Installé entre les jumeaux, j’aide Mika à manger ses pâtes et observe du coin de l'œil Maeva faire de même avec Nora. Je me suis lancé un défi silencieux de garder mon tee-shirt propre plus longtemps qu’elle ne le fait pour son haut, mais ce n’est pas gagné. Je ne sais pas pourquoi ce samedi midi, j’ai choisi de faire des pâtes à la bolognaise, mais la lutte est réelle pour éviter de se retrouver couvert de sauce tomate. Albane semble perdue dans ses rêveries et je m’amuse à la titiller.

— Alors, tu penses à un garçon ou à un autre truc aussi agréable ?

— Quoi ? sursaute-t-elle.
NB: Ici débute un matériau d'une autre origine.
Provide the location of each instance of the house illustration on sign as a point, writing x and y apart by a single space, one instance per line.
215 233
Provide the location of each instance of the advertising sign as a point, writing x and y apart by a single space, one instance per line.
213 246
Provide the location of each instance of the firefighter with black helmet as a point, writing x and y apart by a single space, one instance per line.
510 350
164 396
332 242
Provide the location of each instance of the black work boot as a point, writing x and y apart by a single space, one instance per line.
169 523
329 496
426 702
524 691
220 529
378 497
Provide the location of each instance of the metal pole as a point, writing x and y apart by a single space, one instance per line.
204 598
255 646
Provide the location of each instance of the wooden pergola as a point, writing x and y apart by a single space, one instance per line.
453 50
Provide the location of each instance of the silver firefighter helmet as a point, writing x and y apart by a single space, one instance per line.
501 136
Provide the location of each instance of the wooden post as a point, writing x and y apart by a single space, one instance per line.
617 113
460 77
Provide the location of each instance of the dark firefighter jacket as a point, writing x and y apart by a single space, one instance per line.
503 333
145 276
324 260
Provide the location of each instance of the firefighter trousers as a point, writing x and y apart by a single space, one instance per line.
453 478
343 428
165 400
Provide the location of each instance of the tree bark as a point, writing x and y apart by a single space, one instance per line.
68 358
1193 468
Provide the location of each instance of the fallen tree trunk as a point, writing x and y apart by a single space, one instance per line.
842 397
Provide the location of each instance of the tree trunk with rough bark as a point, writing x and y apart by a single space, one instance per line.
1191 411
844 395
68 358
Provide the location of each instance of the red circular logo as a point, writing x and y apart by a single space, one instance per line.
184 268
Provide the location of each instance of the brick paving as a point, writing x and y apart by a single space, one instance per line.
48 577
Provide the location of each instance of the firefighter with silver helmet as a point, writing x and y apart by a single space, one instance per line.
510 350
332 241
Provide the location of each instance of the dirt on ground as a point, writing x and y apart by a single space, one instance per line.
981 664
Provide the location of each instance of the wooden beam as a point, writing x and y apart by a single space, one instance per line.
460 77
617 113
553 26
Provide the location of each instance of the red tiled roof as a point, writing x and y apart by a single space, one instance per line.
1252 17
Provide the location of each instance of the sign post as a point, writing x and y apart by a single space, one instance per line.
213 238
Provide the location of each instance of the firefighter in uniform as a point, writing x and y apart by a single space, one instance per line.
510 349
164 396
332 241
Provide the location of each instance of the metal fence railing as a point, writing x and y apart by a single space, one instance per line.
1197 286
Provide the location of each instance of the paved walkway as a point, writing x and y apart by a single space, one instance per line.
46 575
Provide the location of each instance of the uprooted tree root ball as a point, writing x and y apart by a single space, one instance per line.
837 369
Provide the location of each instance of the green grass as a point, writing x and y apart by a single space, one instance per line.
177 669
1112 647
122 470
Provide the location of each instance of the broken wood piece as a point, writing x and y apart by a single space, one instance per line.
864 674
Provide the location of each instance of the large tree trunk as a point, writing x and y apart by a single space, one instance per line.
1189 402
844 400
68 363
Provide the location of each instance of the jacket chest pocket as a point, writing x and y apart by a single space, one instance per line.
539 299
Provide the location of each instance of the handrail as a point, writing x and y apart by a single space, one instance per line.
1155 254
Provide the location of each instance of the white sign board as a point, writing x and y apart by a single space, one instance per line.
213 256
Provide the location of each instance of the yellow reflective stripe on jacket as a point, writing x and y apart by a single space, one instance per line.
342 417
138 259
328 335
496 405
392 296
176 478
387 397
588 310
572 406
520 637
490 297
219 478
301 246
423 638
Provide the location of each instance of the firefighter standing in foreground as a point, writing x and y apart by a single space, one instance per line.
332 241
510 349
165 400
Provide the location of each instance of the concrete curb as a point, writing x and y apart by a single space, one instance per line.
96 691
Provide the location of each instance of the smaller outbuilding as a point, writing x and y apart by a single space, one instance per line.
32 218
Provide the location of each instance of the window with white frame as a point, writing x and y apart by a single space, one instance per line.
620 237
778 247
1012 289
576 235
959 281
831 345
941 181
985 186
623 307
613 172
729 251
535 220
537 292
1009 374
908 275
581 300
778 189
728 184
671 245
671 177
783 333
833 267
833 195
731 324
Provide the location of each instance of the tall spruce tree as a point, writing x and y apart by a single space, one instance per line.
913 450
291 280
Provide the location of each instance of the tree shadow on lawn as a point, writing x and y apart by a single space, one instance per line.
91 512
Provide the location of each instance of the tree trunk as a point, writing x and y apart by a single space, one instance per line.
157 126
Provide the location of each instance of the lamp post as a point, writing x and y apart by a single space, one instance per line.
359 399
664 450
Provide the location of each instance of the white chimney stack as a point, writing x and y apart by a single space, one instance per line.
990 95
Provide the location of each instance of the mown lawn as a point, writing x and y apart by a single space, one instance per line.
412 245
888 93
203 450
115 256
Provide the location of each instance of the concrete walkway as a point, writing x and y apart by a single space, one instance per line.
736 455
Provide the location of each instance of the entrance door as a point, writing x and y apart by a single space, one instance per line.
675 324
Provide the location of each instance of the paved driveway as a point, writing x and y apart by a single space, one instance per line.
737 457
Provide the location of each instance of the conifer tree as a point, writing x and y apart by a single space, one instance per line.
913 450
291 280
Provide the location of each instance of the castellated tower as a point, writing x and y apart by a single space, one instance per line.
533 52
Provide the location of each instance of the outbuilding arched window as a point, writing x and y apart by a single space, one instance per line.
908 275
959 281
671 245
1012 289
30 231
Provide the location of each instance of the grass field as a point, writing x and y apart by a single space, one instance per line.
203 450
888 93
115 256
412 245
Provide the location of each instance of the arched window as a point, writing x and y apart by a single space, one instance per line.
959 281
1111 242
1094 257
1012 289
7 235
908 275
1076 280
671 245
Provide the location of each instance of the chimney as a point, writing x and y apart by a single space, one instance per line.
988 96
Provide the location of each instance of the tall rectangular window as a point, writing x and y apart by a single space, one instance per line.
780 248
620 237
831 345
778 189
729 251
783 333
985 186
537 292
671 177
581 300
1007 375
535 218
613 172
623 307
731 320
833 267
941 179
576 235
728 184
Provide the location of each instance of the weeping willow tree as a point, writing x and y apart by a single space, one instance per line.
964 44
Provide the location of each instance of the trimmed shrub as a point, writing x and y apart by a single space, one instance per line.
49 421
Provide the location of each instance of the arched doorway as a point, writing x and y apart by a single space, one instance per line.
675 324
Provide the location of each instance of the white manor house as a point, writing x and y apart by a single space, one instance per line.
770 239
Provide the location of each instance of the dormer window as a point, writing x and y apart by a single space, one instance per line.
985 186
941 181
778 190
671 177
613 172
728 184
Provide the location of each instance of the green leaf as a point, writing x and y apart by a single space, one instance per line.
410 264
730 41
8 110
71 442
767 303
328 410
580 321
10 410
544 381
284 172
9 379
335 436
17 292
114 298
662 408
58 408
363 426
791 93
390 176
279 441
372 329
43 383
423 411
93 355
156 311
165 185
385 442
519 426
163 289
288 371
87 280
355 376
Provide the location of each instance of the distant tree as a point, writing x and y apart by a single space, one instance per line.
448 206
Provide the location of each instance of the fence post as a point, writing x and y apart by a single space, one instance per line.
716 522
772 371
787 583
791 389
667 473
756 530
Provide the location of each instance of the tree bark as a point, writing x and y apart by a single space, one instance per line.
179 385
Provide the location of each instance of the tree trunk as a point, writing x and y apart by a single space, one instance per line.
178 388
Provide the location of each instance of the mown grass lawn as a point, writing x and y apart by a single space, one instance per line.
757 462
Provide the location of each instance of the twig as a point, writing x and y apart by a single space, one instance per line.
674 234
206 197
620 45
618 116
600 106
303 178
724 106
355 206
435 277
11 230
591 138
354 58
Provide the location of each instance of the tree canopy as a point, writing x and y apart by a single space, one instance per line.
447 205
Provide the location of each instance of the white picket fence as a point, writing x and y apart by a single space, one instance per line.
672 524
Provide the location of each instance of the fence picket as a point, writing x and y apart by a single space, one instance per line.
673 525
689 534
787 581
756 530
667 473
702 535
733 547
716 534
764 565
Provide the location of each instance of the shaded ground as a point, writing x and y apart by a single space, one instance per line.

Heu… Et pourquoi un garçon, d’abord ? me demande-t-elle en rougissant, les sourcils froncés.

— Tu as le même sourire que ta mère quand elle pense à moi, souris-je. Je me trompe ou je suis dans le vrai ?

— Peut-être, mais ça pourrait être une fille, se renfrogne-t-elle en croisant les bras sur sa poitrine.

— Et ce serait tout à fait normal, intervient Maeva qui la regarde avec intérêt. Ce ne sont pas nos affaires, mon Petit Mari, n’est-ce pas, Albane ?

— Je sais pas… Si vous comptiez me renier, je dirais que non, sinon… ça vous regarderait un peu quand même. Mais je suis pas attirée par les filles, hein ? C’est juste que j’ai lu un article là-dessus ce matin, et je me rends compte qu’il avait raison… On part du principe que les enfants sont forcément attirés par le sexe opposé, et c’est comme ça qu’on se retrouve avec des homosexuels refoulés à l’âge adulte, ou des ados malheureux.

— Ouh la ! Ne te refoule pas ! Et ne sois pas malheureuse, tout va bien ! Il ne faudrait pas que je me retrouve avec les services de la DDASS sur le dos juste parce que je t’ai posé une question !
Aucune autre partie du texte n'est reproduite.